SeaWorld Fights Back at the Critical Documentary 'Blackfish'
When SeaWorld Entertainment emerged as one of the stars of this year’s Sundance Film Festival, it wasn’t the role that the theme park, home of the loveable acrobat orca Shamu, had hoped for. Director Gabriela Cowperthwaite’s powerful Blackfish, which opens today in select markets, focuses on the brutal 2010 killing of veteran trainer Dawn Brancheau by one of the park’s whales. Cowperthwaite gained access to a trove of film footage of incidents at the park and conducted several emotional interviews with former SeaWorld trainers, some of whom knew Brancheau and had worked with Tilikum, the 32-year-old killer whale responsible for her death and those of two other individuals. Spoiler alert: SeaWorld isn’t the hero.

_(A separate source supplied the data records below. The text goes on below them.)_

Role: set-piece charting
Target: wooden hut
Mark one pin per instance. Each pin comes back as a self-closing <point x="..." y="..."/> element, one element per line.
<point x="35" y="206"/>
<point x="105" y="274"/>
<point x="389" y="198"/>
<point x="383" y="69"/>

Among other things, Blackfish suggests that the company has spread misinformation about orca-related incidents, including Brancheau’s death. Last year the Occupational Safety and Health Administration (OSHA) cited SeaWorld for two violations related to the untimely episode. The film also makes a broader, impassioned plea against orca captivity, voicing concerns that separating such intelligent and socially complex mammals from their families—and forcing them to perform tricks in exchange for food—constitutes slavery. “I thought I was making a completely different movie about human beings and their animals,” says Cowperthwaite, who says she wasn’t an activist but “an ordinary mother who used to take her kids to SeaWorld” at the time she decided to make the film. “After two years, having learned what I’ve learned,” she says, “I now feel that killer whale captivity needs to come to an end.”